At a regular press briefing, Mr Rehn’s spokesman declined to comment on the turmoil that saw the Greens quit the coalition and Brian Cowen stand down as Fianna Fáil leader. He also saw no need to discuss what would happen if the Bill was not enacted.
“First of all, it will not surprise you the commission has no comment on what is essentially a domestic political discussion,” he said.
“Having said that I would just like to take note of a large consensus among political parties in Ireland to pass the Finance Bill through the Dáil before the election takes place, whenever that takes place.
“We are satisfied because we think this is important for Ireland’s stability and credibility that this Finance Bill is passed soon. As you know the Finance Bill is indeed crucial to ensuring that the 2011 Budget is implemented as it was agreed in the programme, the EU-IMF programme.”
Asked what would happen if the Bill did not go through the Dáil soon, the spokesman said he was not prepared to engage in discussions about such a “speculative” scenario or about the election campaign.
“As just said, we take note that according to statements we have seen over the last 24 hours there is a large consensus among political parties for this not to happen, so we remain confident,” he said.

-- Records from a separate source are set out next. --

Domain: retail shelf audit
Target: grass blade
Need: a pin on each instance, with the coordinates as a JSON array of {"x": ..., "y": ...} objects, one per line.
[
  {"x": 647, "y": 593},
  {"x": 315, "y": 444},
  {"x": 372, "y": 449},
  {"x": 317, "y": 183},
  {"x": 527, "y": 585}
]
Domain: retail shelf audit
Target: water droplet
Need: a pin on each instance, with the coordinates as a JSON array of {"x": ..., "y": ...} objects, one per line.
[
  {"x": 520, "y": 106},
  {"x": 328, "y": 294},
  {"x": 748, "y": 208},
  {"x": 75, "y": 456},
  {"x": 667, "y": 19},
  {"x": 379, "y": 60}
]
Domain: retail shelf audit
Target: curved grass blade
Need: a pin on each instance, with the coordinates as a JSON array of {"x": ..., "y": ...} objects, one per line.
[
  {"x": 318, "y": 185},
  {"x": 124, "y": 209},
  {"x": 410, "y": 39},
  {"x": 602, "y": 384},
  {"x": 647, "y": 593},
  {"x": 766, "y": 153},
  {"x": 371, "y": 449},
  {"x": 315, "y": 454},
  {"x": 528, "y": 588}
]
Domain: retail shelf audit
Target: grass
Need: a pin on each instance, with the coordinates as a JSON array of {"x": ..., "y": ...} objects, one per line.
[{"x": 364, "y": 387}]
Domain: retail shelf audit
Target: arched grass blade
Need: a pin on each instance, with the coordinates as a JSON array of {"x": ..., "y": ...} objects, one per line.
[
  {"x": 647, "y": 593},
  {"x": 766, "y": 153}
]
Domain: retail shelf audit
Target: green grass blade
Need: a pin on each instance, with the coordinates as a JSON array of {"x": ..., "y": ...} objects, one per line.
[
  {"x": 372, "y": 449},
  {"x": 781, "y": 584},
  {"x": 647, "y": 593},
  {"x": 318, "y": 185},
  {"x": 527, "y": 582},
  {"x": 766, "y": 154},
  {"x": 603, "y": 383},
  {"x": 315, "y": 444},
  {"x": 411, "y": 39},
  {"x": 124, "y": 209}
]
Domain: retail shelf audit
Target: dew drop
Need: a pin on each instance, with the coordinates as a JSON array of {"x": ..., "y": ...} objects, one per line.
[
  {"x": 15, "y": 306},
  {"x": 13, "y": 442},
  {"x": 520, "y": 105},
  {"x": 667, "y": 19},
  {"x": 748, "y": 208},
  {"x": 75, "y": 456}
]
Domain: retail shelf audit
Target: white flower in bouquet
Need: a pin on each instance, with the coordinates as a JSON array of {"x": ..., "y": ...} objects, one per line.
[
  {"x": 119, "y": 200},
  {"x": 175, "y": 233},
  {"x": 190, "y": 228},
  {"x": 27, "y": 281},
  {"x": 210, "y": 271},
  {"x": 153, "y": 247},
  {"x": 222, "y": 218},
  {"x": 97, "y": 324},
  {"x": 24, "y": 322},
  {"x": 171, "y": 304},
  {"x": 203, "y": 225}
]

“For the rest, it is a legitimate sovereign domestic political discussion and we have no intention to interfere.”
The question of reducing the interest rate has emerged amid a wider debate on far-reaching reforms to the EFSF’s scope and scale. Under discussion is whether the EFSF margin on rescue loans made to any bailout recipient is reduced, something which requires the approval from each of the 17 euro zone countries.
To secure an interest rate cut Ireland would have to demonstrate that it is fully meeting the obligations set out in the EU-IMF plan, said officials.